The Washington Post said it had been contacted by a former NSA employee, who provided documents, including a Powerpoint presentation describing the partnership between the NSA and the Internet companies.

It said the secret intelligence programme, codenamed “PRISM” had been in place since 2007 and allows the NSA to connect with the Internet companies’ servers via a portal to consult information on users where information leads it to “reasonably” think they are abroad. The snooping went ahead without a legal order.

American law protects its citizens from surveillance carried out without a legal order, but people outside US territory do not benefit from this protection and can be spied on legally.

On June 9, Snowden, from Hong Kong, said he was the source of the leaks.

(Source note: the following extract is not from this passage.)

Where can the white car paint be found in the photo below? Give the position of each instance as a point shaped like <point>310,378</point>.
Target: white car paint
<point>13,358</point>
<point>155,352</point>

In an article published on June 22 in the Hong Kong daily the South China Morning Post, Snowden said that the US government had also hacked Chinese mobile phone companies to gather millions of text messages.

It said US spies had also hacked the prestigious Tsinghua University in Beijing — home to one of six “network backbones” that route all of mainland China’s Internet traffic — and the Hong Kong headquarters of Pacnet, which operates one of the Asia-Pacific region’s largest fibre-optic networks.

On June 30 the German weekly Der Spiegel, basing itself on confidential documents provided by Snowden, said the European Union was another target of Washington’s spy programme.

According to the magazine, one document, dated September 2010 and classed as “strictly confidential”, describes how the NSA kept tabs on the EU’s diplomatic mission in Washington.

Microphones were installed in the building and the computer network infiltrated, giving the agency access to emails and internal documents.

The EU delegation at the United Nations was subject to similar surveillance, it said, adding the spying also extended to the bloc’s Brussels headquarters.